Viewing metadata collectors summary page
The metadata collector summary page shows provides access to following two things:
A list of collector configurations generated using the collector Wizard. This table only shows the configurations generated after this feature was launched (September 20, 2023).
A list of collector runs feeding data into an organization's Catalog. Collector runs appear on this page when the metadata harvested by the collector is successfully uploaded/synced to the ddw-catalogs dataset.
Managing configuration details for collectors
On the Organization profile page, go to the Settings tab >Metadata collectors section.
Click the Add a collector button to launch the Collector wizard that helps you generate the YAML file or CLI command for running the collectors. You can find the details for running the wizard for each collector on their respective collector pages.
Once you have run the wizard and saved the configuration, the configuration is listed on the page even if the collector has not run yet. You can view the following details - the name for the saved configuration, the data source, the destination collection, the last execution time and status.
To edit a configuration, open the Three dot menu and click the Edit configuration button. Run through the wizard and edit the configurations, as needed.
Important things to note:
The collector wizard will automatically update when new versions are released. If the collector command is updated since the last time you saved your configuration, you will see a message letting you know about the change.

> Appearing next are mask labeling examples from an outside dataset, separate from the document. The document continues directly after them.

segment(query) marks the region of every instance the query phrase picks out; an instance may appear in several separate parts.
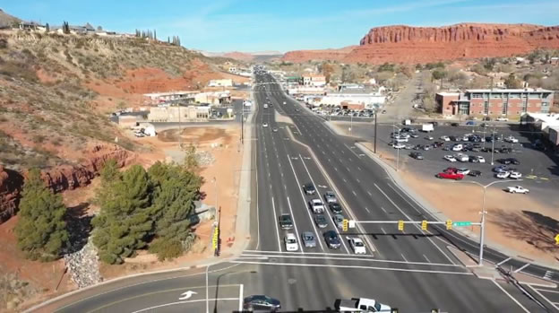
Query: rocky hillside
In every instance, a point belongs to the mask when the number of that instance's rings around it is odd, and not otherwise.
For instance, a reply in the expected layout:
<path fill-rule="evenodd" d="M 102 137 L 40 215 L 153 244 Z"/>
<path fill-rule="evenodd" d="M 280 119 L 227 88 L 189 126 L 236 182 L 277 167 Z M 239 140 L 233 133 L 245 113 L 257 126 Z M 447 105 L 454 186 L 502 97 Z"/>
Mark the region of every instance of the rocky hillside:
<path fill-rule="evenodd" d="M 374 28 L 346 54 L 331 50 L 293 51 L 289 61 L 331 59 L 345 63 L 417 64 L 522 55 L 537 48 L 559 48 L 559 26 L 460 23 L 443 27 Z"/>
<path fill-rule="evenodd" d="M 223 61 L 137 38 L 0 30 L 0 219 L 30 168 L 62 191 L 89 183 L 108 158 L 133 159 L 144 148 L 108 113 L 219 78 Z"/>

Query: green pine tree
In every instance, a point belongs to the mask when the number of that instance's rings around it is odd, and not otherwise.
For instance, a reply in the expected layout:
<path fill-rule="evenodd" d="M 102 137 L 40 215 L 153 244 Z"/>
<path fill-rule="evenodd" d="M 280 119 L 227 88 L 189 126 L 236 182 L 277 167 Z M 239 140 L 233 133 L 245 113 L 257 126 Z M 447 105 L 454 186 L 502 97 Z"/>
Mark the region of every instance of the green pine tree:
<path fill-rule="evenodd" d="M 152 231 L 150 182 L 145 170 L 134 165 L 116 181 L 103 184 L 102 188 L 107 187 L 111 191 L 110 196 L 98 196 L 101 211 L 91 222 L 95 227 L 93 243 L 103 262 L 122 264 L 125 257 L 146 247 Z"/>
<path fill-rule="evenodd" d="M 23 185 L 15 227 L 18 247 L 27 257 L 41 261 L 60 257 L 68 244 L 65 212 L 62 196 L 53 194 L 45 186 L 40 170 L 30 170 Z"/>
<path fill-rule="evenodd" d="M 179 256 L 195 239 L 190 217 L 200 199 L 202 178 L 176 164 L 155 163 L 149 170 L 154 187 L 151 218 L 156 239 L 150 251 L 160 260 Z"/>

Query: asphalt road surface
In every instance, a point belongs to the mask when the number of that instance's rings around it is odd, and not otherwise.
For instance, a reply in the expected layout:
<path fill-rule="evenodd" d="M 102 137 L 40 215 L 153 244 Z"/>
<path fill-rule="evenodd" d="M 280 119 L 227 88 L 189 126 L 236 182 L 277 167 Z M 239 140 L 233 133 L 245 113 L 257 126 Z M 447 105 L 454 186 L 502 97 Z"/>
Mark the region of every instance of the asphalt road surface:
<path fill-rule="evenodd" d="M 152 274 L 123 280 L 59 301 L 59 312 L 204 312 L 238 310 L 251 294 L 281 301 L 281 311 L 323 312 L 336 299 L 373 298 L 400 312 L 543 312 L 519 289 L 496 279 L 479 279 L 463 266 L 447 246 L 477 253 L 476 242 L 443 228 L 421 230 L 407 224 L 359 223 L 342 231 L 326 209 L 328 226 L 319 228 L 307 203 L 332 190 L 343 215 L 357 221 L 417 221 L 432 217 L 409 198 L 376 163 L 356 152 L 353 142 L 334 135 L 323 119 L 287 97 L 271 76 L 257 75 L 257 114 L 251 142 L 255 151 L 253 184 L 256 201 L 251 207 L 251 242 L 234 259 L 175 274 Z M 285 103 L 284 103 L 285 102 Z M 263 104 L 272 104 L 263 109 Z M 294 124 L 277 121 L 277 115 Z M 268 126 L 264 126 L 264 123 Z M 274 131 L 277 129 L 277 131 Z M 303 184 L 313 183 L 315 196 L 305 196 Z M 294 227 L 282 230 L 280 214 L 293 217 Z M 322 232 L 340 234 L 342 245 L 331 249 Z M 315 234 L 315 248 L 301 248 L 303 231 Z M 297 251 L 288 252 L 284 236 L 296 234 Z M 355 255 L 348 238 L 358 237 L 366 255 Z M 504 261 L 507 268 L 546 275 L 555 272 L 487 250 L 486 257 Z M 496 262 L 495 262 L 496 263 Z M 205 271 L 209 270 L 206 297 Z M 546 272 L 547 271 L 547 272 Z M 526 286 L 549 311 L 559 302 L 557 290 Z"/>

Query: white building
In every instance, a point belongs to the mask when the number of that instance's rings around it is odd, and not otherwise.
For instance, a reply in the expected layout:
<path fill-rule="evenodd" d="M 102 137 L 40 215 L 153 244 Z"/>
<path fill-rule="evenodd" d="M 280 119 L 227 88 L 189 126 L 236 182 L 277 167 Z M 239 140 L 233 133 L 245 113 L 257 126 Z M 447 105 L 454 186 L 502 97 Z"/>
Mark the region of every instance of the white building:
<path fill-rule="evenodd" d="M 232 79 L 212 79 L 208 83 L 208 87 L 232 87 Z"/>

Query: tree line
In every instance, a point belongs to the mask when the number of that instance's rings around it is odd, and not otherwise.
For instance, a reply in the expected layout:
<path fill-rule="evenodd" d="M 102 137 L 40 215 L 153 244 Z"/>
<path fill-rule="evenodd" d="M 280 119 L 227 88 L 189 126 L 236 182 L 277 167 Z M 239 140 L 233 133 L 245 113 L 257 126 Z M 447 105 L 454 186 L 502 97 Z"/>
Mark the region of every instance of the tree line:
<path fill-rule="evenodd" d="M 157 162 L 148 170 L 133 165 L 122 172 L 114 160 L 105 164 L 94 200 L 100 211 L 91 221 L 90 238 L 101 261 L 122 264 L 140 249 L 165 260 L 192 248 L 194 201 L 201 199 L 203 179 L 196 174 L 197 163 L 186 161 Z M 51 261 L 70 248 L 62 196 L 45 186 L 37 169 L 25 180 L 18 216 L 15 235 L 26 257 Z"/>

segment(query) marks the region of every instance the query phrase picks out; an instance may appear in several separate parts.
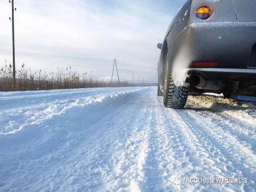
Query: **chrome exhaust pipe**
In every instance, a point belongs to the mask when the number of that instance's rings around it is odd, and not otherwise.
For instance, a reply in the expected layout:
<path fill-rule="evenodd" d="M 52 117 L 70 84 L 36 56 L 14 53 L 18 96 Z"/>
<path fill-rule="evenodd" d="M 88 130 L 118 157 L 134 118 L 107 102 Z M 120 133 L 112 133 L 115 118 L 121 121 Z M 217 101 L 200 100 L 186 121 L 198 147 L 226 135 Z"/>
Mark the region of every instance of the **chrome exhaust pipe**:
<path fill-rule="evenodd" d="M 218 90 L 221 89 L 223 82 L 220 81 L 207 81 L 201 76 L 192 75 L 189 78 L 189 84 L 198 89 Z"/>

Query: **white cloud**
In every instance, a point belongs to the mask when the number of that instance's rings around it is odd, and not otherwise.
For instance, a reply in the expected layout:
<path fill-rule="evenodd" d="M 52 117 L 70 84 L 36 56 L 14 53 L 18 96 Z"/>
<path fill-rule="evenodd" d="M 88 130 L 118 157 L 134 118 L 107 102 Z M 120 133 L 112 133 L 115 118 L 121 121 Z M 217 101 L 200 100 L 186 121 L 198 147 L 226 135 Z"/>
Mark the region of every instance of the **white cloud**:
<path fill-rule="evenodd" d="M 120 79 L 131 80 L 134 71 L 135 80 L 140 75 L 156 82 L 156 44 L 182 1 L 16 0 L 29 13 L 16 6 L 17 67 L 55 71 L 71 65 L 108 77 L 115 58 Z M 3 16 L 10 12 L 0 2 L 0 65 L 4 58 L 12 62 L 11 22 Z"/>

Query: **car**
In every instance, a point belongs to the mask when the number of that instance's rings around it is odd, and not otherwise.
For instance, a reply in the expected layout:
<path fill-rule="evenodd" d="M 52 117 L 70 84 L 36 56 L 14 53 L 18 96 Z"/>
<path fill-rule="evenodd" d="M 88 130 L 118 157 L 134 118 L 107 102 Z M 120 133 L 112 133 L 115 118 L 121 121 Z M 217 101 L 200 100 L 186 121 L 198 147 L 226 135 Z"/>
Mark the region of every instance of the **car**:
<path fill-rule="evenodd" d="M 256 96 L 256 1 L 187 0 L 157 47 L 166 108 L 183 108 L 189 93 Z"/>

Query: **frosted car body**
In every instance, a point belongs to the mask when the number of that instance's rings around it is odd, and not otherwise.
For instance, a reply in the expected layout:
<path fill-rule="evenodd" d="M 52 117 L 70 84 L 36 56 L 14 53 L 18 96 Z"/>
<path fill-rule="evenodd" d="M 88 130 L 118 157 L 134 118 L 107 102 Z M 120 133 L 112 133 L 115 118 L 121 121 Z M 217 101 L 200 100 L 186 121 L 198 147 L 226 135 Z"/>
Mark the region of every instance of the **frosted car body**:
<path fill-rule="evenodd" d="M 195 12 L 204 6 L 212 14 L 208 19 L 199 19 Z M 176 86 L 190 85 L 190 92 L 256 96 L 256 1 L 187 0 L 172 21 L 160 48 L 157 70 L 161 91 L 168 70 Z M 201 62 L 216 65 L 202 67 Z M 200 81 L 211 81 L 213 86 L 198 87 Z"/>

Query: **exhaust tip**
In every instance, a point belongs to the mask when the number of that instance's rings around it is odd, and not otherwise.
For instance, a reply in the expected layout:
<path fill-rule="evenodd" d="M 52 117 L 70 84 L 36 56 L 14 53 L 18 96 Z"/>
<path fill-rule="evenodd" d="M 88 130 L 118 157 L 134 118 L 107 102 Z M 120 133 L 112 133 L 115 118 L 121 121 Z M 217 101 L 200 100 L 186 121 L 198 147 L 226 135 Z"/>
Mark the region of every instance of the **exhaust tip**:
<path fill-rule="evenodd" d="M 189 84 L 192 87 L 196 87 L 200 83 L 200 78 L 197 75 L 192 75 L 189 78 Z"/>

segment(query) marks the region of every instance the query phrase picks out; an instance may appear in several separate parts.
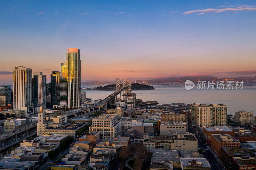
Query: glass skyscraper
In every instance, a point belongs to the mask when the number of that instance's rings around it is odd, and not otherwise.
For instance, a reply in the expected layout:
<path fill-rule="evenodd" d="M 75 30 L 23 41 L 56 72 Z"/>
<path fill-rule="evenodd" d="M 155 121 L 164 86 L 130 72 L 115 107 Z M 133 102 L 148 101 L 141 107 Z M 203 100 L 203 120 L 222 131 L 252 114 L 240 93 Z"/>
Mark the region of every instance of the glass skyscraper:
<path fill-rule="evenodd" d="M 42 72 L 34 72 L 33 100 L 37 104 L 46 103 L 46 76 Z"/>
<path fill-rule="evenodd" d="M 52 105 L 60 105 L 60 78 L 61 73 L 60 71 L 52 71 L 51 75 L 51 96 Z"/>
<path fill-rule="evenodd" d="M 13 69 L 13 108 L 24 110 L 26 116 L 33 112 L 32 83 L 31 69 L 15 67 Z"/>
<path fill-rule="evenodd" d="M 12 89 L 11 85 L 4 85 L 3 86 L 0 86 L 0 94 L 6 94 L 10 96 L 10 100 L 12 100 Z"/>
<path fill-rule="evenodd" d="M 81 105 L 81 61 L 77 48 L 69 48 L 67 53 L 68 71 L 68 107 L 77 107 Z"/>
<path fill-rule="evenodd" d="M 60 63 L 61 76 L 60 80 L 60 105 L 68 106 L 68 70 L 67 63 Z"/>

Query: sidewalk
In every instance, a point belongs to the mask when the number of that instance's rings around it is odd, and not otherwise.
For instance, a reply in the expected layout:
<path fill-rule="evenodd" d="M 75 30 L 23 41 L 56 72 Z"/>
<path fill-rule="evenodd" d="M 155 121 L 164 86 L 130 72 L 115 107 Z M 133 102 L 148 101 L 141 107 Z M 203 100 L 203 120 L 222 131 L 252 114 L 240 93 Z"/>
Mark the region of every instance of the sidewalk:
<path fill-rule="evenodd" d="M 128 159 L 126 160 L 126 161 L 125 161 L 125 164 L 124 164 L 124 166 L 126 166 L 130 168 L 131 169 L 133 170 L 133 168 L 132 168 L 132 167 L 130 167 L 130 166 L 129 166 L 129 165 L 128 165 L 128 162 L 131 160 L 133 159 L 134 158 L 135 158 L 135 156 L 133 156 L 132 157 L 131 157 L 131 158 L 129 158 Z"/>

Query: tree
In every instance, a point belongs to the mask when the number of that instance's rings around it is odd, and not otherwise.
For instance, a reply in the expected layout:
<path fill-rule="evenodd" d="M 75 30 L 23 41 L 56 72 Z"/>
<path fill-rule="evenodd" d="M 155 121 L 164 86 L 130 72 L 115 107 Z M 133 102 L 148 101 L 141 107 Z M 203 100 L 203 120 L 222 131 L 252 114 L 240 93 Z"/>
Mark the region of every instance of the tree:
<path fill-rule="evenodd" d="M 129 157 L 130 151 L 130 147 L 128 146 L 127 147 L 123 148 L 120 150 L 119 152 L 119 157 L 122 159 L 122 164 L 125 162 L 125 160 Z"/>
<path fill-rule="evenodd" d="M 143 166 L 143 161 L 142 159 L 136 159 L 134 163 L 136 170 L 140 170 Z"/>

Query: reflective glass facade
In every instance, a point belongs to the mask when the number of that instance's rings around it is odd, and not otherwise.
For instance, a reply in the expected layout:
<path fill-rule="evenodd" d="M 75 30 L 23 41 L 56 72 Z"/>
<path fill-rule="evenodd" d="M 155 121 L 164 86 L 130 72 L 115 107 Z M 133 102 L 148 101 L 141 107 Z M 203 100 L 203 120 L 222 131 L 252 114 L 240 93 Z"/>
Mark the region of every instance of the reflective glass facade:
<path fill-rule="evenodd" d="M 81 64 L 80 50 L 68 48 L 67 53 L 68 105 L 69 108 L 81 105 Z"/>

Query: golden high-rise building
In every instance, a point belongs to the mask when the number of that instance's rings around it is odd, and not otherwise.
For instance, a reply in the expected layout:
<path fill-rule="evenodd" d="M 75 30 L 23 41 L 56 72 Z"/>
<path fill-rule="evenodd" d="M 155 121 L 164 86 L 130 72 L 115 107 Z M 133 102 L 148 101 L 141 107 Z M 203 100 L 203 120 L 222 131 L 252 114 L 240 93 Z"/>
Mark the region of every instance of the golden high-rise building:
<path fill-rule="evenodd" d="M 81 105 L 81 61 L 77 48 L 69 48 L 67 53 L 68 71 L 68 107 L 77 107 Z"/>

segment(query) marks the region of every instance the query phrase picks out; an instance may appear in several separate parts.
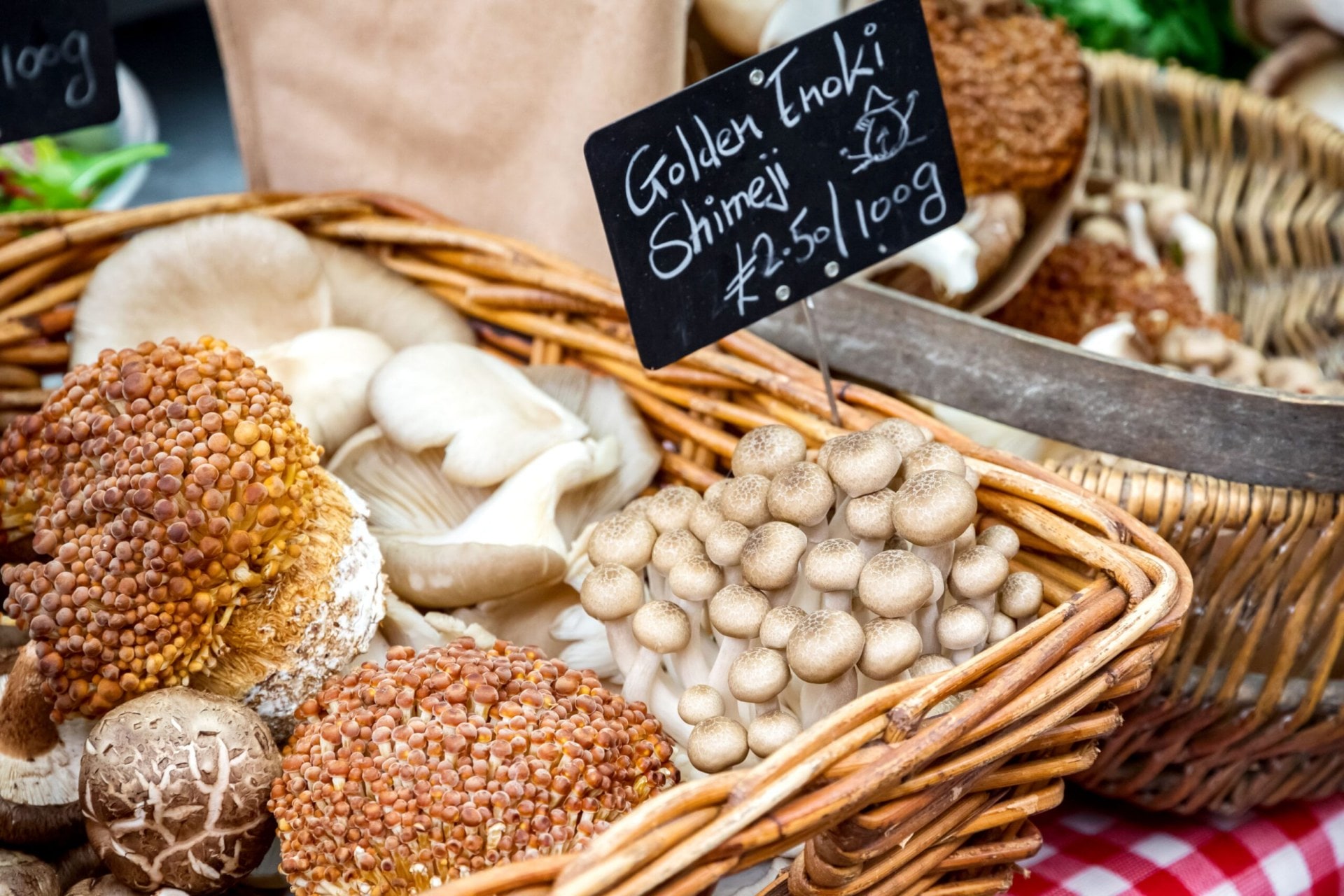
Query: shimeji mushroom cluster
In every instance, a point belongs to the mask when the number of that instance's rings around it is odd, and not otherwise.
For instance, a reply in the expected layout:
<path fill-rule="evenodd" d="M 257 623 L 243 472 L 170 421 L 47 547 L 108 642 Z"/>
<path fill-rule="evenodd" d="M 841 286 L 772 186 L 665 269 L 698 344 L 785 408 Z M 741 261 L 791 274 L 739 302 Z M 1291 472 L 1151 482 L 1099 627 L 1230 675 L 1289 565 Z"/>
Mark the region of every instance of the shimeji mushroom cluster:
<path fill-rule="evenodd" d="M 976 535 L 977 477 L 927 430 L 883 420 L 809 459 L 747 433 L 732 478 L 641 497 L 589 540 L 583 610 L 628 700 L 702 771 L 767 756 L 866 682 L 952 668 L 1036 617 L 1017 536 Z"/>

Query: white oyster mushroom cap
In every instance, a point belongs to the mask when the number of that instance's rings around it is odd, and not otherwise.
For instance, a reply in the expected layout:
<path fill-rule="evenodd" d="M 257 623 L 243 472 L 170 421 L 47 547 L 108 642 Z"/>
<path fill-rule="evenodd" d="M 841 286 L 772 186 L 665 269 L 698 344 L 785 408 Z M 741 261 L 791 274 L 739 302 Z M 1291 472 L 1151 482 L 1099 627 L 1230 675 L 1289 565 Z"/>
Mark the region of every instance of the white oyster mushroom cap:
<path fill-rule="evenodd" d="M 782 709 L 757 716 L 747 725 L 747 746 L 765 759 L 802 733 L 802 723 Z"/>
<path fill-rule="evenodd" d="M 676 712 L 685 724 L 698 725 L 723 715 L 723 695 L 710 685 L 691 685 L 677 700 Z"/>
<path fill-rule="evenodd" d="M 808 443 L 788 426 L 762 426 L 751 430 L 732 451 L 732 476 L 749 474 L 773 478 L 790 463 L 808 458 Z"/>
<path fill-rule="evenodd" d="M 461 485 L 499 485 L 589 426 L 517 368 L 468 345 L 402 349 L 374 376 L 368 404 L 407 451 L 444 447 L 444 476 Z"/>
<path fill-rule="evenodd" d="M 727 716 L 706 719 L 691 731 L 685 752 L 700 771 L 731 768 L 747 758 L 747 729 Z"/>
<path fill-rule="evenodd" d="M 249 352 L 285 384 L 294 419 L 328 454 L 374 422 L 366 394 L 392 348 L 375 333 L 352 326 L 308 330 Z"/>
<path fill-rule="evenodd" d="M 70 361 L 202 333 L 253 352 L 332 322 L 323 266 L 298 230 L 261 215 L 206 215 L 137 234 L 94 269 Z"/>

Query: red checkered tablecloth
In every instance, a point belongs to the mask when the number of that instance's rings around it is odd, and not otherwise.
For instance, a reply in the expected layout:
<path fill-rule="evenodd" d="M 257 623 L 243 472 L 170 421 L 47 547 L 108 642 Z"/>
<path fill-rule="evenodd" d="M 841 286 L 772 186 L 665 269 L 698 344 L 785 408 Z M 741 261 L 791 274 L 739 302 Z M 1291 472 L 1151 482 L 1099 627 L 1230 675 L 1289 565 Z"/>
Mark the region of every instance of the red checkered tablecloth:
<path fill-rule="evenodd" d="M 1337 896 L 1344 795 L 1242 818 L 1180 818 L 1071 791 L 1034 819 L 1040 853 L 1012 896 Z"/>

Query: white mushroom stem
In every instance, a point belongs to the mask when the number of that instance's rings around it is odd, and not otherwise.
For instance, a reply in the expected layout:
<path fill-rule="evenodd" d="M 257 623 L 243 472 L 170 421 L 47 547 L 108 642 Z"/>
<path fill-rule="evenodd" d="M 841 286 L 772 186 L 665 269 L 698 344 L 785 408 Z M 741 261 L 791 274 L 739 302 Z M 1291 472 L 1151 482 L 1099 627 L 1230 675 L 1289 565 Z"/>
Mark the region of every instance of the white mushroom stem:
<path fill-rule="evenodd" d="M 835 681 L 802 688 L 802 727 L 809 728 L 859 696 L 859 672 L 849 666 Z"/>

If you do not wish to edit the configuration but just want to view the instructions for running the collector, open the Three dot menu and click the View run instructions button. Run through the wizard to view the instructions and download the YAML file or copy the CLI command.
Important things to note:
The collector wizard will automatically update when new versions are released. If the collector command is updated since the last time you saved your configuration, you will see a message letting you know about the change.
Sometimes, changes made to collectors between versions may introduce new parameters. It is recommended to check the collector release notes to see if you should rerun the collector wizard to use these new parameters.
To delete a configuration, open the Three dot menu and click the Delete configuration button.
Important things to note:
Deleting this configuration will not affect the resources that were collected from previous runs.
All future runs for the collector will continue to run without any interruption. Deleting this configuration has no affect on the collector runs.
Managing catalog metadata sources
Use this section of the page to see the sources powering your catalog as well as the status of the most recent run. Here you will find a list of all the collector runs feeding data into an organization's Catalog.
This page lists the collectors run using the Connection Manager and the collectors that are run on-premise.
Collector runs appear on this page when the metadata harvested by the collector is successfully uploaded to the ddw-catalogs dataset.
The page displays all collector runs for collector version 2.60 and higher.
If the collector configuration is deleted from the Configured collectors section, the Catalog metadata sources section will continue to show the runs for the collector as long as the metadata harvested by the collector is successfully uploaded to the ddw-catalogs dataset.
To view the metadata collectors summary page:
On the Organization profile page, go to the Settings tab.
Go to the Metadata collectors section. The Catalog metadata sources table shows the following information for each run of the collector:
Data source What the collector was run against.
Target: The specific target from which metadata is collected. For example, name of DB/Schema for database sources or Name of project/workbook etc. for non database sources.
Run location: The House icon indicates that the collector is run on-premise. The Cloud icon indicates the collection is run using the Connection Manager.
Destination: Collection where collected metadata resources appear. Click the collection name to navigate to the collection page. If you do not have access to the collection, you may see a 404 error page.
Status: Hover over the status to see exact completed time, run time, and number of resources collected.
Complete (green color): collector run successful, without exceptions.
Complete (yellow color): collector run successful, with exceptions. Click View messages to see the list of errors. Exceptions are not uncommon and likely just mean that the collector has an issue accessing a particular table.
Failed: Collector run unsuccessful. Click View messages to see the list of errors.